The fate of the entire Star Wars galaxy could have been drastically different if its incompetent doctors had bothered to know more about female anatomy.
Sarah Jeong, a contributing editor for Motherboard, wrote an article called “Did Inadequate Women’s Healthcare Destroy Star Wars’ Old Republic?” on January 3, prompting questions about OB/GYNs in space and the medical prowess of those lame maternity droids. Jeong’s article points out how painfully unrealistic women’s health care is in Star Wars.
A huge part of the plot in Revenge of the Sith revolves around Anakin freaking the fuck out because he keeps having fever dreams about Padme dying in childbirth. It’s, technically, the reason he turns to the Dark Side of the Force and becomes the Darth Vader the world knows and loves.
Sure, dreaming of your wife’s death is terrifying. But here’s the thing, Anakin: your very pregnant, very secret wife is a senator who lives in a penthouse on Coruscant. If anyone is going to be able to check into a fancy hospital and get top-notch medical care for herself and your guys’s unborn twins, it’s her.
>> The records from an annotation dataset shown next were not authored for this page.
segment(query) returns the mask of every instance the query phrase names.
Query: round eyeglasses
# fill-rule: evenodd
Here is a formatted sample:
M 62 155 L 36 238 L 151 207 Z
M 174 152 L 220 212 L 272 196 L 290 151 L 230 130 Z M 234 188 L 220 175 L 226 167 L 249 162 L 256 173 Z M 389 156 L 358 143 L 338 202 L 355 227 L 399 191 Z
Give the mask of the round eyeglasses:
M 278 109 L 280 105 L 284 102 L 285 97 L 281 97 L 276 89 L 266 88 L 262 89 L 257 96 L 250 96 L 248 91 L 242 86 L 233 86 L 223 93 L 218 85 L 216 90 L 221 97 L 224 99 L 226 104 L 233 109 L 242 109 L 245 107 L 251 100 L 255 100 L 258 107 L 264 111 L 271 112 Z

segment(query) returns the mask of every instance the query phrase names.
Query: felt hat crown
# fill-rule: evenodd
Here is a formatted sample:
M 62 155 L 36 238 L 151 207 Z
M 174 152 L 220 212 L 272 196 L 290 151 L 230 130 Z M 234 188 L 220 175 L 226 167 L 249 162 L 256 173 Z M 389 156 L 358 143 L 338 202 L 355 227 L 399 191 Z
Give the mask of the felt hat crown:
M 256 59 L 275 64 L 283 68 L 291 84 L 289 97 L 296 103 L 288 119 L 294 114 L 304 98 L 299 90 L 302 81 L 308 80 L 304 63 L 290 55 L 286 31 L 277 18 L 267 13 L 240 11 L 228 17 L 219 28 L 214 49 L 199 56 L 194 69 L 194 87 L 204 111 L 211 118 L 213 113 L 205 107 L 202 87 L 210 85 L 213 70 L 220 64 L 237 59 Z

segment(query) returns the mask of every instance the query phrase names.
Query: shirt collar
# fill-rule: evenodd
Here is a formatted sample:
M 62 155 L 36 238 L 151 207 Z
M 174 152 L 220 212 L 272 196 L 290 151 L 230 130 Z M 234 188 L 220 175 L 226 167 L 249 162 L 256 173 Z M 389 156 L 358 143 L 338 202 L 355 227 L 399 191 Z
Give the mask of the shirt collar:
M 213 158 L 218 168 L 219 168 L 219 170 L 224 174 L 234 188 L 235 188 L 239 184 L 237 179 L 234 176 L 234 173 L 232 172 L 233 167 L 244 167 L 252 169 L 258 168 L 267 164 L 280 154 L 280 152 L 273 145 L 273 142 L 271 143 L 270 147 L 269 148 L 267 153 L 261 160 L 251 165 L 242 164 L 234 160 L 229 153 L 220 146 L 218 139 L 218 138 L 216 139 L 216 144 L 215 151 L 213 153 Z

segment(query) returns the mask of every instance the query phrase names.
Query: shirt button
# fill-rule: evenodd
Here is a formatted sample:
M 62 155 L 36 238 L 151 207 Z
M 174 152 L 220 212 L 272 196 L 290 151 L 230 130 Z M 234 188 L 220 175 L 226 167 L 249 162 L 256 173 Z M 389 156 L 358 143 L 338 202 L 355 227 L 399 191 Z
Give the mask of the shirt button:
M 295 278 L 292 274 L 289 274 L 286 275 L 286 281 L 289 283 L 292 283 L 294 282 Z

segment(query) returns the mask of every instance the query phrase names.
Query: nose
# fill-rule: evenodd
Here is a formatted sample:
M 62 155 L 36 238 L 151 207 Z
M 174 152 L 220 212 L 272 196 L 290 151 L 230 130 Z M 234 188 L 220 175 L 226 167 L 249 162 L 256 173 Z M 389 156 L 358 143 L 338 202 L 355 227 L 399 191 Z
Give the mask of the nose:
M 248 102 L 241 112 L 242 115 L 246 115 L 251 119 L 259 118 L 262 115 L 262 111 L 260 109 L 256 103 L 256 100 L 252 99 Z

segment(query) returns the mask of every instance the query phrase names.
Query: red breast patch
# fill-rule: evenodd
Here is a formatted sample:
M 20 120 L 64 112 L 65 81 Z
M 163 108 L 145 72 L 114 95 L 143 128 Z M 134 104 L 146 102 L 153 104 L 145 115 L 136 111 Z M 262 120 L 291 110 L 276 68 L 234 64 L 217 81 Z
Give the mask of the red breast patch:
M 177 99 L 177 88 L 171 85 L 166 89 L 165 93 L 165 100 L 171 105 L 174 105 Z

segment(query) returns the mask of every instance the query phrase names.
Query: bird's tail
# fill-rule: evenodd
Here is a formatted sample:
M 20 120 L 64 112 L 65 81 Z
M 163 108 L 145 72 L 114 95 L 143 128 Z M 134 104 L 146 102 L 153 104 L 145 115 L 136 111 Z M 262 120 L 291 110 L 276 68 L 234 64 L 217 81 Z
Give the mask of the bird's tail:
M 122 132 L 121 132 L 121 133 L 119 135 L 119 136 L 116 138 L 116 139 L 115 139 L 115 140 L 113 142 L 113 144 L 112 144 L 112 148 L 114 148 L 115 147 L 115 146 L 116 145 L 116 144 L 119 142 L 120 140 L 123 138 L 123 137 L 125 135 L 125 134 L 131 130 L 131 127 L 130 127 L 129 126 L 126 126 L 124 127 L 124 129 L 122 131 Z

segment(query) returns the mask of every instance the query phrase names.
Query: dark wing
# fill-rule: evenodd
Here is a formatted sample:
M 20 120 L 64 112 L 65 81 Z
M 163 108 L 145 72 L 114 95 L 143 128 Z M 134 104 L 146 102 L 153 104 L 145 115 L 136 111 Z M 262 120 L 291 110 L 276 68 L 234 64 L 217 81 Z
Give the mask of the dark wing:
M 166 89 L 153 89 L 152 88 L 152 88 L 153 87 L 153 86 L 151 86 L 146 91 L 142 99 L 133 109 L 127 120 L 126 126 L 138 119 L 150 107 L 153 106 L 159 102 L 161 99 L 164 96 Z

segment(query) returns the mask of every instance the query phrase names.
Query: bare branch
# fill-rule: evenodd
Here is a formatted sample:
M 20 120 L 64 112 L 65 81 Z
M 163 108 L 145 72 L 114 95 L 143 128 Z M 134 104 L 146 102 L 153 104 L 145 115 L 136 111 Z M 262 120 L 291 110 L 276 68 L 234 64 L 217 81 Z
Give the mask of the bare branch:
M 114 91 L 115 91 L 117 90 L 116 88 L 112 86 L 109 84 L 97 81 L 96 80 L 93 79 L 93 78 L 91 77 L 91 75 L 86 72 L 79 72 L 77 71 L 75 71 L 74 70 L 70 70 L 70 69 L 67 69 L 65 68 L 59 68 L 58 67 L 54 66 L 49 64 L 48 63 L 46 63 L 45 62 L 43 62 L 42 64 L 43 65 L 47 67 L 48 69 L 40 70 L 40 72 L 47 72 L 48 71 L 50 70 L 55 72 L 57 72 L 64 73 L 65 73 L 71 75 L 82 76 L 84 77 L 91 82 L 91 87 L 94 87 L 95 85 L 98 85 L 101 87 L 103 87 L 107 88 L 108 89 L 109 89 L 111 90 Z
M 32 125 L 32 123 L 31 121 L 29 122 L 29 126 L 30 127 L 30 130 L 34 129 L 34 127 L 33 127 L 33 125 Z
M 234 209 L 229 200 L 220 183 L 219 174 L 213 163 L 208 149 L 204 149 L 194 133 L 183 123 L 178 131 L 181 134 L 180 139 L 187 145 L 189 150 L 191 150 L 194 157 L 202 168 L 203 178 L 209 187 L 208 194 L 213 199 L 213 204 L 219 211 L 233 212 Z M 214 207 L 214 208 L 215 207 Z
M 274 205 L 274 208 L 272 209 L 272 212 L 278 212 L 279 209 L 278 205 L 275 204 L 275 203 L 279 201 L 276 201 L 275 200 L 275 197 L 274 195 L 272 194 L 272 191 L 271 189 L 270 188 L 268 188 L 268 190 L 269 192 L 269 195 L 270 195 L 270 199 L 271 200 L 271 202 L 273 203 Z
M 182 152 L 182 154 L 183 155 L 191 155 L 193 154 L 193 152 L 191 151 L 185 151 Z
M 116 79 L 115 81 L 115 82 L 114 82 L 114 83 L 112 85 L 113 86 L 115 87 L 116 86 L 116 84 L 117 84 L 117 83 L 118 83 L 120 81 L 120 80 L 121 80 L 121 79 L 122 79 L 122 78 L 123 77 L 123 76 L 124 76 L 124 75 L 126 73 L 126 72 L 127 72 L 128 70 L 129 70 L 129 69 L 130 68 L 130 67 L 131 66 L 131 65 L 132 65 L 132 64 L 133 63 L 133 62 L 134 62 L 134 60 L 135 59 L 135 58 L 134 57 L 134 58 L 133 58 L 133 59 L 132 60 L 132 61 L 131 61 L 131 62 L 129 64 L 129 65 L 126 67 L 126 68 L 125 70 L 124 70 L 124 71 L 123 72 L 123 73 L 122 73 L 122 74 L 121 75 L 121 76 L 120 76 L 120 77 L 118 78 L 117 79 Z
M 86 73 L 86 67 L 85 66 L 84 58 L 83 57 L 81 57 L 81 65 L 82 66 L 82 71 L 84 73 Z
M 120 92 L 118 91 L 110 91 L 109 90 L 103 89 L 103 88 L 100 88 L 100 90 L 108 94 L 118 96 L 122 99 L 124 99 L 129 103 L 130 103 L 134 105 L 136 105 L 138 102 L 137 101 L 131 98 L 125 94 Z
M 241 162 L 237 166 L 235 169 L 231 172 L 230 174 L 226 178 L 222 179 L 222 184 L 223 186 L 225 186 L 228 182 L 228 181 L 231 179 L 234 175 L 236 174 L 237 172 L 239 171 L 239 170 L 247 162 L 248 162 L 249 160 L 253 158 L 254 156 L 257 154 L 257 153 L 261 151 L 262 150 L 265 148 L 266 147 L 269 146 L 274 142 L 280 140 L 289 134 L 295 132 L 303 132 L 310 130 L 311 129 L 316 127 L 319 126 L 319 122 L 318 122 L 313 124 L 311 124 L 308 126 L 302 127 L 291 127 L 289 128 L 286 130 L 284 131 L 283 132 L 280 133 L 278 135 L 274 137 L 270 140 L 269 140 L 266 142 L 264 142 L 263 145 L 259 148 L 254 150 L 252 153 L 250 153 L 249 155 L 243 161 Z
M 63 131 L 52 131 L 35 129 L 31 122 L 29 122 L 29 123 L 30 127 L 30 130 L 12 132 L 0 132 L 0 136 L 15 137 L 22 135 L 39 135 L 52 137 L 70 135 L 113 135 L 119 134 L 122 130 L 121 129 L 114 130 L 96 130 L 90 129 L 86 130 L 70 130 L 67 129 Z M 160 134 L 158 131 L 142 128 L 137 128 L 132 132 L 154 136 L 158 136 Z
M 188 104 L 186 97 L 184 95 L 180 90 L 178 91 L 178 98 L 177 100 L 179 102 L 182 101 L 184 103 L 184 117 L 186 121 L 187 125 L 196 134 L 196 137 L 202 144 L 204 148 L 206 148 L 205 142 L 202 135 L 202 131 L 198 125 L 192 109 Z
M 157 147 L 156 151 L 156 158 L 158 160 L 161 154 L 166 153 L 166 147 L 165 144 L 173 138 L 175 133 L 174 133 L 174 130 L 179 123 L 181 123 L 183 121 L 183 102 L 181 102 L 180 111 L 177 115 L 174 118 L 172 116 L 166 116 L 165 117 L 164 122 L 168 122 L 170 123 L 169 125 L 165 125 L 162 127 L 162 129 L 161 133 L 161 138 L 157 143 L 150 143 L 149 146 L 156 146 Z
“But no, in Revenge of the Sith, everything related to birth is just a big question mark hanging over the characters,” Jeong writes. “Who even knoooooows how uteruses work? Sometimes they just kill people, randomly, because you get sad.”
It seems that OB/GYNs and general knowledge about the miracle of childbirth are in short supply in the Star Wars universe. (This, obviously, could have nothing to do with the entire Star Wars series being written by men.)
As Jeong writes, Padme never goes to an OB/GYN on or off screen (proven by everyone’s shock over Padme giving birth to twins rather than just one baby, as that’s something a doctor would have told her), and no one suggests that as a way to calm everyone’s worries. Mainly, Anakin’s worries. He falls to the Dark Side because he’s looking for a way to “save” Padme.
“Maybe Anakin is just extremely stupid (an explanation we can’t ignore), but given that we’ve established that Padme never got an ultrasound, it seems more likely that there were no medical options that they could turn to before his thought processes went straight to ‘Betray The Jedi Order And Everything I Believe In,’” Jeong writes. “In a galaxy of bacta tanks that can heal grievous wounds, and highly advanced cybernetic prosthetics to replace limbs, reproductive health is stuck in the middle ages.”
Basically, Anakin could have fulfilled his Chosen One prophecy a lot sooner if the galaxy spent a little money on women’s healthcare.